6. The method of claim 1, wherein the structured data is XML or HTML data.

7. A system for transmitting data comprising:

a processor; and

a structured data normalizing module that normalizes structured data before the structured data is transmitted over a network.

8. The system of claim 7, wherein the normalized structured data has redundant white space removed or uses white space consistently.

9. The system of claim 7, wherein the normalized structured data uses quotation marks consistently.

10. The system of claim 7, wherein the normalized structured data sorts attributes of elements consistently.

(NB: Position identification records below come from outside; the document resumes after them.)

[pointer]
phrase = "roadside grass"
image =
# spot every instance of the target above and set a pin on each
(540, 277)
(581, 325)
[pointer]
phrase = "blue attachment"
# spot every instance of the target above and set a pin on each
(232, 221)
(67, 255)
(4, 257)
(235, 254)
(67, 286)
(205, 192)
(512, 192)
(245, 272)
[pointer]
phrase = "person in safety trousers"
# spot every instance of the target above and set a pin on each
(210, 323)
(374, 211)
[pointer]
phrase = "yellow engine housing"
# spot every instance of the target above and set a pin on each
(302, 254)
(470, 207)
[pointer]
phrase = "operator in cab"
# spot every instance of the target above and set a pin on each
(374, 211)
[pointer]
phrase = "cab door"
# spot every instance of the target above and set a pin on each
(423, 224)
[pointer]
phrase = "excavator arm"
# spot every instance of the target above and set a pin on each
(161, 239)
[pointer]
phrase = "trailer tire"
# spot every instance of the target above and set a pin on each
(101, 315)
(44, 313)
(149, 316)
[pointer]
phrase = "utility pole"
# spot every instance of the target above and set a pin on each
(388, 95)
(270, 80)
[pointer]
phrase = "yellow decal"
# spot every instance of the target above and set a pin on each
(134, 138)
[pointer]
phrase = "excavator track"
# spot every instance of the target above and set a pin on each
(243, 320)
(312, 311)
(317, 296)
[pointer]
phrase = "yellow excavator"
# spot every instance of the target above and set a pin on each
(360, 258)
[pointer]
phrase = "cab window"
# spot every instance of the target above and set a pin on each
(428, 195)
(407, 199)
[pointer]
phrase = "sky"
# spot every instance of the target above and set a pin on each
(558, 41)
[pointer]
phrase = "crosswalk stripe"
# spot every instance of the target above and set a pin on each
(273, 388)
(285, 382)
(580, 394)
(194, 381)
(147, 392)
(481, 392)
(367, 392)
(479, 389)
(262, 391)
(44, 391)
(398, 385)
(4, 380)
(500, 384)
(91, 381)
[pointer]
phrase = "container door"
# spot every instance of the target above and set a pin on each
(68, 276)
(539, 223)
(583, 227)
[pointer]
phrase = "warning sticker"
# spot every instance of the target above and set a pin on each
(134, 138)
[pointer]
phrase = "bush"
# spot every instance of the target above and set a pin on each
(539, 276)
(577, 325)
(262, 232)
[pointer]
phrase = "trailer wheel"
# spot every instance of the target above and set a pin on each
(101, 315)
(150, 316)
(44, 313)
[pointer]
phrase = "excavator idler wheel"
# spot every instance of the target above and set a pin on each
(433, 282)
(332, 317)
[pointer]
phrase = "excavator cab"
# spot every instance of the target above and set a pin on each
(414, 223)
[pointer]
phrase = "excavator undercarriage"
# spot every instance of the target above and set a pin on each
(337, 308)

11. A method for transmitting data comprising:

receiving structured data for transmission over a network;

identifying a template for the received structured data;

identifying template data required to file in the identified template; and

transmitting the template identifier and the template data.

12. The method of claim 11, further comprising:

receiving the template identifier and the template data;

retrieving the identified template;

entering the template data into the retrieved template; and

transmitting the structured data.

13. The method of claim 12, wherein the structured data is at least one of XML data or HTML data.

14. A method for transmitting structured data comprising:

receiving segment of structured data for transmission over a network;

calculating a semantic difference between a previously transmitted segment of structured data and a current segment of structured data; and

transmitting the semantic difference.

15. The method of claim 14, wherein the segment of structured data is a packet of structured data.

16. The method of claim 14, further comprising:

receive the transmitted semantic difference;

reconstitute the next data sequence using the previously received segment of structured data and the received semantic difference; and

transmit the reconstituted segment of structured data.

17. The method of claim 14, wherein the structured data is XML data.

18. The method of claim 16, wherein the structured data is HTML data.